Portal internetowy Partii Wolności, który zbiera zażalenia na imigrantów z Europy Środkowo-Wschodniej, w żaden sposób nie odzwierciedla poglądów ani imigracyjnej polityki rządu Holandii - oświadczył premier tego kraju Mark Rutte. Była to odpowiedź na czwartkową rezolucję Parlamentu Europejskiego, która wezwała holenderskiego premiera, by potępił inicjatywę.
Rutte nie potępił jednoznacznie portalu partii Geerta Wildersa. Rząd konsekwentnie podkreśla, że strona zbierająca zażalenia na osoby z Europy Środkowo-Wschodniej jest inicjatywą jednej partii: Partii Wolności (PVV). Strona ta w żaden sposób nie odzwierciedla poglądów ani polityki rządu wobec imigracji zarobkowej z Europy Środkowo-Wschodniej - napisał Rutte w liście do holenderskich parlamentarzystów, do którego dotarła Polska Agencja Prasowa. Holenderski premier oświadczył też, że jego rząd nie śledzi wszystkich działań partii politycznych w kraju.
Rutte ocenił, że imigracja z krajów Europy Środkowo-Wschodniej do Holandii jest zrównoważona. Rząd popiera swobodny przepływ pracowników w Europie i ceni wkład ciężko pracujących imigrantów do naszej gospodarki. Jest oczywiste, że Holandia spełnia uzgodnienia UE w tej sprawie - stwierdził, przyznając jednak, że są w tym względzie kwestie, którymi trzeba się zająć. Przeciwdziałanie zachowaniom antyspołecznym i ograniczenie rosnącego zapotrzebowania na usługi opieki społecznej są priorytetami rządu. To samo dotyczy zwalczania wykorzystywania przybywających pracowników tymczasowych przez pewne agencje - napisał w liście.
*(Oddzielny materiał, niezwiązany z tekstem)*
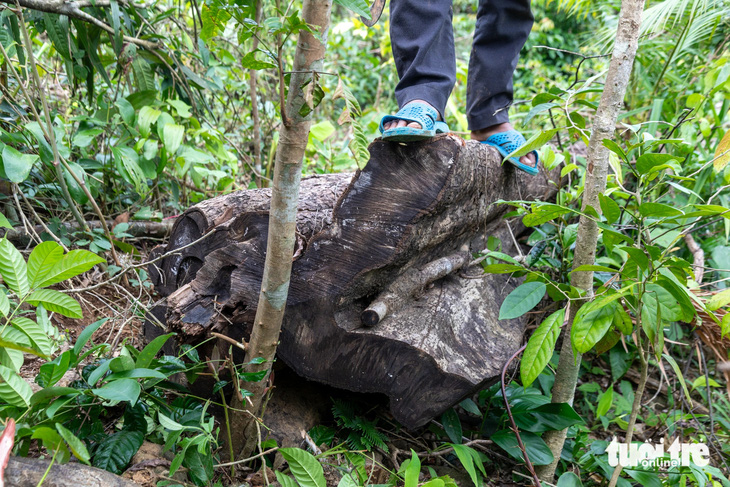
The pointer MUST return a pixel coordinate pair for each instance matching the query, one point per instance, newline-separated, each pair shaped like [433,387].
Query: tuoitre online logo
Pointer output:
[649,454]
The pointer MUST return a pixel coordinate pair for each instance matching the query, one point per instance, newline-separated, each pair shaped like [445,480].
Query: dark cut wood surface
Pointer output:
[411,205]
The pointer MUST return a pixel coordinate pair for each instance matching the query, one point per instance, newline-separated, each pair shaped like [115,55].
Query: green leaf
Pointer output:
[287,481]
[609,208]
[17,166]
[147,116]
[172,135]
[413,471]
[569,479]
[306,469]
[452,425]
[249,61]
[13,268]
[57,302]
[13,389]
[544,213]
[537,450]
[360,7]
[533,143]
[521,300]
[605,402]
[646,162]
[464,454]
[719,300]
[540,347]
[51,392]
[38,338]
[4,222]
[114,452]
[659,210]
[72,264]
[78,448]
[591,323]
[4,302]
[127,390]
[44,256]
[86,334]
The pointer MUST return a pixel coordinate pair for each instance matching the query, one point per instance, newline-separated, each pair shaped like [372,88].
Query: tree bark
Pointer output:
[282,217]
[617,79]
[396,232]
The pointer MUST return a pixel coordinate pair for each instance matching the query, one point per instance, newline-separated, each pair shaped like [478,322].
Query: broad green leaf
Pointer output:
[540,347]
[413,471]
[13,268]
[305,468]
[72,264]
[4,222]
[701,381]
[13,389]
[4,302]
[114,452]
[127,390]
[51,372]
[648,162]
[543,213]
[719,300]
[44,256]
[86,334]
[84,138]
[57,302]
[722,153]
[521,300]
[658,210]
[591,323]
[168,423]
[463,453]
[50,392]
[360,7]
[38,338]
[605,402]
[609,208]
[78,448]
[17,166]
[149,352]
[537,450]
[172,137]
[452,425]
[147,116]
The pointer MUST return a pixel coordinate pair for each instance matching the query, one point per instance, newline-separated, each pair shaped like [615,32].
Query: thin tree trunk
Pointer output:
[619,72]
[282,221]
[253,88]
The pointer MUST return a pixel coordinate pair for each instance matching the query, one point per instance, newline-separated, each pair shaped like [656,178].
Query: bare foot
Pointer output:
[402,123]
[484,134]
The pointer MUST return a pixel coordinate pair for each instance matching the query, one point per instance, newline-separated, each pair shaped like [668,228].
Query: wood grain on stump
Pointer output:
[414,211]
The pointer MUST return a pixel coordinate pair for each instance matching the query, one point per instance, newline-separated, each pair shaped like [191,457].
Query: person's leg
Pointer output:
[422,38]
[502,29]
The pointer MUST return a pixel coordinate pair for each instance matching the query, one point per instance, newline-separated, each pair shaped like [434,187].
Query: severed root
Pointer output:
[409,283]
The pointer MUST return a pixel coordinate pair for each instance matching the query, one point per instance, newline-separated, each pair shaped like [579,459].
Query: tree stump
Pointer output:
[378,300]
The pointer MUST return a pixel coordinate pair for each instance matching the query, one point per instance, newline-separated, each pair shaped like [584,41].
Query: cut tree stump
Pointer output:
[378,301]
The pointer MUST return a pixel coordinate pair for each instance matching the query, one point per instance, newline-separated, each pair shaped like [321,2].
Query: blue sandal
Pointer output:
[420,113]
[508,142]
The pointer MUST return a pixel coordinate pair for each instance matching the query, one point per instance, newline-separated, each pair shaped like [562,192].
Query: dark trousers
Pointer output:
[423,47]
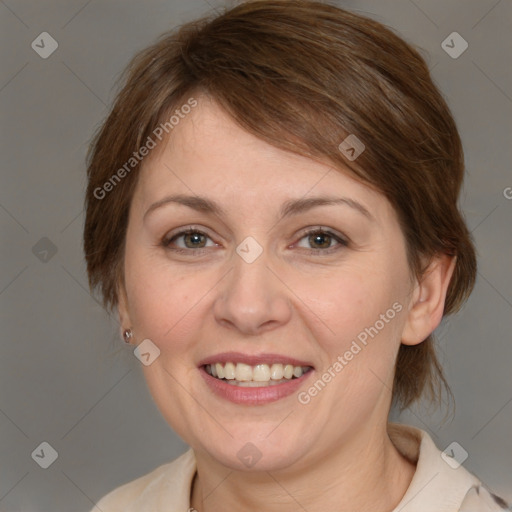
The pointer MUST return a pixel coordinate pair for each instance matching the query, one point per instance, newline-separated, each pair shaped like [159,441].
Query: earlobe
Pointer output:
[429,297]
[122,308]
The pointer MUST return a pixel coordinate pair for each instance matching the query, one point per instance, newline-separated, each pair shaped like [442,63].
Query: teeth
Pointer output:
[244,375]
[276,371]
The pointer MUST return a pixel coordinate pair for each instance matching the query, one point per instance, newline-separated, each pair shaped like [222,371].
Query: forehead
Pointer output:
[208,153]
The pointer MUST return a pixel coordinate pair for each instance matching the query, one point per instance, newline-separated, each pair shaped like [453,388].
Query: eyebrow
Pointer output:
[288,209]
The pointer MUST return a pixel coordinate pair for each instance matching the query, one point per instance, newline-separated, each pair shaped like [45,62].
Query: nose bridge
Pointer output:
[252,298]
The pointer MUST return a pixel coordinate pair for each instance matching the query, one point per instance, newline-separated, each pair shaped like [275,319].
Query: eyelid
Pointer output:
[342,240]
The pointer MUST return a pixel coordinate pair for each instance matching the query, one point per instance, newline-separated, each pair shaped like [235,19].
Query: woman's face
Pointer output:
[249,285]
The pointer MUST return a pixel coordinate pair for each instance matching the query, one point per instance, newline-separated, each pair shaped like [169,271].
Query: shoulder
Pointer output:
[169,484]
[440,482]
[480,499]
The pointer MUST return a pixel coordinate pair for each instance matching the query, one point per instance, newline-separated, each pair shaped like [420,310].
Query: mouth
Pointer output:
[254,376]
[254,379]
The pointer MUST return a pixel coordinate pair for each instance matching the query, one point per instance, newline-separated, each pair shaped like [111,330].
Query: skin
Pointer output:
[333,453]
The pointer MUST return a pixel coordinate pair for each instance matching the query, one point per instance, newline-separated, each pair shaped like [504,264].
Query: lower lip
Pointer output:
[253,396]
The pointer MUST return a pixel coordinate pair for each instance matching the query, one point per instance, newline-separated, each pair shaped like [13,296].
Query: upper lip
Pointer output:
[252,359]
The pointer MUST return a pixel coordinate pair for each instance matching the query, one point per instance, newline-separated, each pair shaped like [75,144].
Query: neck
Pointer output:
[366,473]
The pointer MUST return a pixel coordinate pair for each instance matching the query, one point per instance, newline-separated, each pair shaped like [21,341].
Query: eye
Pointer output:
[321,240]
[192,239]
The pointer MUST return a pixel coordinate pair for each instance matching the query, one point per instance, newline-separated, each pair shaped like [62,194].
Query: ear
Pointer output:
[428,299]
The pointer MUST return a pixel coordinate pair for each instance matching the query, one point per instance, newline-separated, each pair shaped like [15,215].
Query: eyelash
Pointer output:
[198,252]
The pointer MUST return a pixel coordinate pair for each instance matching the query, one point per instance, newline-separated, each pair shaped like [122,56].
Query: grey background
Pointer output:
[65,376]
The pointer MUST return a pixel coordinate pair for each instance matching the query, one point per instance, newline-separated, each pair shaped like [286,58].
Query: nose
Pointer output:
[251,298]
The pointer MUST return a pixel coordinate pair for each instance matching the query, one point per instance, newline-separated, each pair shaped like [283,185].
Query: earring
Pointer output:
[127,335]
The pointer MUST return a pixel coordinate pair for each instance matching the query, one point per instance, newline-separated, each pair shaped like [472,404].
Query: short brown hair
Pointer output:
[302,76]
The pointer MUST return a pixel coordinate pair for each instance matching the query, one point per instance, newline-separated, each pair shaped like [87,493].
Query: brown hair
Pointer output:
[302,76]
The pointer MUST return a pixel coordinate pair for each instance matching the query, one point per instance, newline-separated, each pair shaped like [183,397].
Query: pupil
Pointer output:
[195,237]
[317,239]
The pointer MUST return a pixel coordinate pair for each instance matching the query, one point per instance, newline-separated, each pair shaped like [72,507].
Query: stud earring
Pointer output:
[127,335]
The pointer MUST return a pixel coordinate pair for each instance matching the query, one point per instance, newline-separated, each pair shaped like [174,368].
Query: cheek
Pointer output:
[161,303]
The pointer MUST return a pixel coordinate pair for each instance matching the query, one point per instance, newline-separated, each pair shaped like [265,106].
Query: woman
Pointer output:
[272,209]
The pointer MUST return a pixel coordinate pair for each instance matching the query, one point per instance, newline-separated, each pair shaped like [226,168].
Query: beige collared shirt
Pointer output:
[436,485]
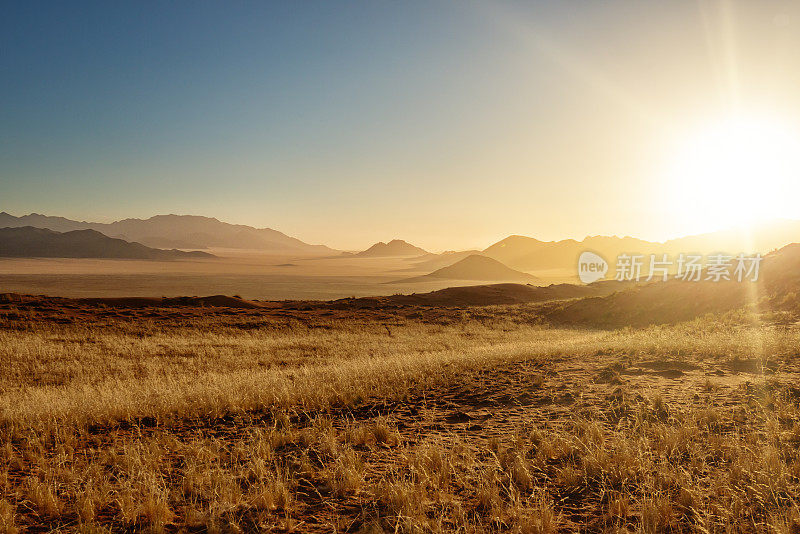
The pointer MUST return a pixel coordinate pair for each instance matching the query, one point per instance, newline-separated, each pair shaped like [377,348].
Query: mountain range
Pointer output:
[30,242]
[395,247]
[177,231]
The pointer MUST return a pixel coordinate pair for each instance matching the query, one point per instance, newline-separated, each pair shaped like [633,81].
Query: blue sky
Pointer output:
[451,124]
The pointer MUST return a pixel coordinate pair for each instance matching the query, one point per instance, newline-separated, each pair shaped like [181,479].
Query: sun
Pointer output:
[736,172]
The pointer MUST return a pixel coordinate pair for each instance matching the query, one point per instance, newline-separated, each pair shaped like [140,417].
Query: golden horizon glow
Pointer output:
[738,171]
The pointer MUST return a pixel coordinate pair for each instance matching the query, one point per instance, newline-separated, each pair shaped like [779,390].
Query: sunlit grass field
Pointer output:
[355,425]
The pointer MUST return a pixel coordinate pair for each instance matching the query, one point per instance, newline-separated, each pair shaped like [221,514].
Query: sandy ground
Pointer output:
[249,274]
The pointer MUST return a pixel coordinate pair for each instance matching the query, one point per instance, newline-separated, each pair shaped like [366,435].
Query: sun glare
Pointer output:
[736,172]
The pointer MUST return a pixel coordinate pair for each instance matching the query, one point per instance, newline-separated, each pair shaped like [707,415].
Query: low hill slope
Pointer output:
[476,267]
[778,288]
[29,242]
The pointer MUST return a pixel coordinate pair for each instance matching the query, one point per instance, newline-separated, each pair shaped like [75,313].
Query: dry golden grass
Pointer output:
[357,427]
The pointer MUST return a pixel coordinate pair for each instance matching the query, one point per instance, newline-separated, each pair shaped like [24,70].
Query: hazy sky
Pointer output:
[448,124]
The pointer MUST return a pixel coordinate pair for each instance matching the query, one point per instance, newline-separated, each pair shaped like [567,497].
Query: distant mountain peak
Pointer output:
[179,232]
[395,247]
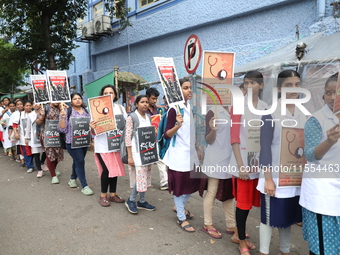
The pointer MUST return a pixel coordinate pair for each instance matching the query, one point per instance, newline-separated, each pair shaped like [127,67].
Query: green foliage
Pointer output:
[45,30]
[11,70]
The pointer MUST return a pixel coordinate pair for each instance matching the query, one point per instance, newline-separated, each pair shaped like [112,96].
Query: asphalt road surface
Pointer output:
[37,217]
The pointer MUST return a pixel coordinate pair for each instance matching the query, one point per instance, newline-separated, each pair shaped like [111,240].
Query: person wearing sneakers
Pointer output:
[54,155]
[140,176]
[78,154]
[182,156]
[109,163]
[32,139]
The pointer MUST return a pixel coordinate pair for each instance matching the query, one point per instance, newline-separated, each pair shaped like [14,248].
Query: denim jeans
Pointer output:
[134,194]
[78,166]
[28,159]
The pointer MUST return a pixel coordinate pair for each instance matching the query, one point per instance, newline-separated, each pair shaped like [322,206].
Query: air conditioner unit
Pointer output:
[87,30]
[102,24]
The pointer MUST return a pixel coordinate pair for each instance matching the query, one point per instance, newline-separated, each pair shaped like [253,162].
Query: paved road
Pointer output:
[37,217]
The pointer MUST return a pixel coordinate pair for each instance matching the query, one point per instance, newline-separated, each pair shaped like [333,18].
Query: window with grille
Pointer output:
[146,2]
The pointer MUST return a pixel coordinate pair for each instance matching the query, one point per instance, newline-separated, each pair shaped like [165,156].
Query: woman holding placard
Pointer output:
[182,156]
[109,163]
[32,140]
[320,189]
[140,175]
[67,124]
[47,117]
[279,200]
[242,140]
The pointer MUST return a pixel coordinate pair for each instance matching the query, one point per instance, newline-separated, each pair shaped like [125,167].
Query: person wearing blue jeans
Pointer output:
[78,154]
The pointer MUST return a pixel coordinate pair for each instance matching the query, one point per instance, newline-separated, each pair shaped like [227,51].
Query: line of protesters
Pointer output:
[315,203]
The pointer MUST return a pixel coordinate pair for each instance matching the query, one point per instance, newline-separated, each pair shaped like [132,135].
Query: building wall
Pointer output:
[250,28]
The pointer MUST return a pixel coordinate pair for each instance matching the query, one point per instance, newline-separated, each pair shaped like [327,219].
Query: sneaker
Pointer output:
[145,206]
[104,202]
[72,184]
[44,167]
[87,191]
[55,180]
[164,187]
[131,206]
[40,174]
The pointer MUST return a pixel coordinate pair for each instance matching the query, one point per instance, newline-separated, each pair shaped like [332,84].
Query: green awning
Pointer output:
[92,89]
[14,96]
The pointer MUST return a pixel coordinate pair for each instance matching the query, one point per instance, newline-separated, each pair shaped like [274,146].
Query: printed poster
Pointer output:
[218,70]
[147,145]
[40,89]
[81,136]
[169,79]
[336,107]
[113,136]
[253,149]
[101,109]
[52,136]
[155,120]
[59,87]
[292,159]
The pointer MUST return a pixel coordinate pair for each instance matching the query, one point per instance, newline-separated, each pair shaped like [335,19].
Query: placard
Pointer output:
[169,79]
[336,107]
[218,70]
[113,136]
[36,135]
[155,120]
[253,147]
[292,159]
[147,145]
[40,89]
[101,109]
[51,134]
[81,136]
[58,85]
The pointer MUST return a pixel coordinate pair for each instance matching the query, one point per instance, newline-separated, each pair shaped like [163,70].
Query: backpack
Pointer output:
[122,149]
[163,144]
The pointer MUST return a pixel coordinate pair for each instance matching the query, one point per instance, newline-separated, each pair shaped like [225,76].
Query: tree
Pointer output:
[45,30]
[11,71]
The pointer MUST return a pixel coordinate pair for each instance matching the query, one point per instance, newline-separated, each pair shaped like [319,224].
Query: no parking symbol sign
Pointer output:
[192,53]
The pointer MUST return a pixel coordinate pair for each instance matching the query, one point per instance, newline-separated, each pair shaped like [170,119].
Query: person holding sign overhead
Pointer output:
[108,161]
[140,175]
[320,189]
[244,147]
[48,118]
[279,206]
[181,157]
[74,122]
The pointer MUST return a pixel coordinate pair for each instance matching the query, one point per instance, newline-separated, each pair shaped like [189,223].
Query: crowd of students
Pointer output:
[315,203]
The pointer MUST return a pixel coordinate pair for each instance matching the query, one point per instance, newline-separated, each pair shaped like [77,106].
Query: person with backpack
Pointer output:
[54,155]
[109,163]
[140,176]
[152,94]
[181,157]
[76,110]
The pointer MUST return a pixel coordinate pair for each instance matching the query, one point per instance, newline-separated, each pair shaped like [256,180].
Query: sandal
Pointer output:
[250,245]
[214,233]
[185,228]
[230,232]
[243,250]
[188,215]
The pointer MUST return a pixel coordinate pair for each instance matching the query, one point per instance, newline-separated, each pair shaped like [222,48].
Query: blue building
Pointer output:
[160,28]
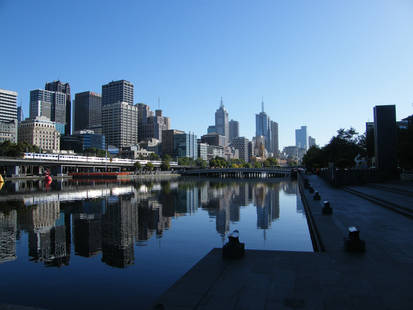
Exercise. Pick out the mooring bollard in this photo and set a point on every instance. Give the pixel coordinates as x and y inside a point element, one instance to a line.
<point>233,248</point>
<point>327,210</point>
<point>353,243</point>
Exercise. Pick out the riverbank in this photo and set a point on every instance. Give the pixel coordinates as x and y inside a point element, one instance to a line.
<point>330,279</point>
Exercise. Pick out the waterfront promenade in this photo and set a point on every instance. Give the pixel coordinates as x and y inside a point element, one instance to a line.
<point>330,279</point>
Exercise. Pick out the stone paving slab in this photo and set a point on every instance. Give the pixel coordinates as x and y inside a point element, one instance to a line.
<point>377,279</point>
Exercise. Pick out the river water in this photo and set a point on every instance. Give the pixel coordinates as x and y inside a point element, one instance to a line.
<point>72,245</point>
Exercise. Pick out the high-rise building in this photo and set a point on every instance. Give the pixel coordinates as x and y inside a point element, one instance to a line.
<point>154,125</point>
<point>301,137</point>
<point>117,91</point>
<point>233,130</point>
<point>50,104</point>
<point>20,115</point>
<point>185,145</point>
<point>88,111</point>
<point>8,116</point>
<point>274,138</point>
<point>263,127</point>
<point>40,131</point>
<point>221,122</point>
<point>120,124</point>
<point>168,141</point>
<point>64,88</point>
<point>241,144</point>
<point>311,141</point>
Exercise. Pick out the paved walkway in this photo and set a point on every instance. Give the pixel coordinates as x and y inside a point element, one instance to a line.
<point>378,279</point>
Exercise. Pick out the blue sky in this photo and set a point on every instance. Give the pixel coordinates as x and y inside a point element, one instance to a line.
<point>324,64</point>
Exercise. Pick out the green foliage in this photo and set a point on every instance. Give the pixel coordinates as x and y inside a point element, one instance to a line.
<point>10,149</point>
<point>153,156</point>
<point>165,166</point>
<point>149,166</point>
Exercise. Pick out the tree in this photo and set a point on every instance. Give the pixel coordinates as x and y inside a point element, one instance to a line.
<point>149,166</point>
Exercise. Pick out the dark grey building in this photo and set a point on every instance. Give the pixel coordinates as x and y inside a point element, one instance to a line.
<point>64,88</point>
<point>117,91</point>
<point>233,130</point>
<point>88,111</point>
<point>385,138</point>
<point>50,104</point>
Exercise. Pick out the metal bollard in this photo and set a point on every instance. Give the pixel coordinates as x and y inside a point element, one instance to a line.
<point>353,243</point>
<point>233,248</point>
<point>327,210</point>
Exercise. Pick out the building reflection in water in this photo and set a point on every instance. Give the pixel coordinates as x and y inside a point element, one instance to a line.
<point>109,220</point>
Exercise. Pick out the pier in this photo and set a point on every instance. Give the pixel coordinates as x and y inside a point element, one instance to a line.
<point>331,277</point>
Równocześnie jednak szef holenderskiego rządu podkreślił, że osoby prywatne i partie polityczne "cieszą się w Holandii znaczącą swobodą wyrażania swoich opinii", a ograniczać tę swobodę może jedynie prawo. Do sądów należy decyzja, czy prawo zostało pogwałcone - stwierdził.
Parlament Europejski uchwalił w czwartek rezolucję potępiającą antyimigracyjny portal Partii Wolności jako inicjatywę sprzeczną z europejskimi wartościami, godną pożałowania i wymierzoną przeciw pracownikom z Europy Środkowo-Wschodniej. Wezwał holenderskiego premiera, by "w imieniu rządu holenderskiego potępił i zdystansował się od tej pożałowania godnej inicjatywy", a także do zbadania, czy strona już doprowadziła "do podburzania do nienawiści i dyskryminacji".
Na początku lutego RMF FM i RMF24 uruchomiły akcję "Tulipan to lipa" - była to nasza odpowiedź na holenderski, ksenofobiczny portal. Większość naszych słuchaczy i internautów była zdania, że działalności Partii Wolności nie można zostawić bez odzewu.
Na RMF24.pl umieściliśmy plakat protestacyjny z hasłem "Tulipan to lipa". Mogliście go ściągać, i umieszczać na serwisach społecznościowych. Można go było również wysłać np. do ambasady Holandii lub do szefa Partii Wolności Geerta Wildersa. Przeczytaj o akcji "Tulipan to lipa".
W ten sposób chcieliśmy uświadomić Holendrom, że ich dobrobyt to także zasługa pracy Polaków oraz tego, że kupujemy holenderskie towary w polskich sklepach. Na ksenofobię - odpowiedzieliśmy humorem.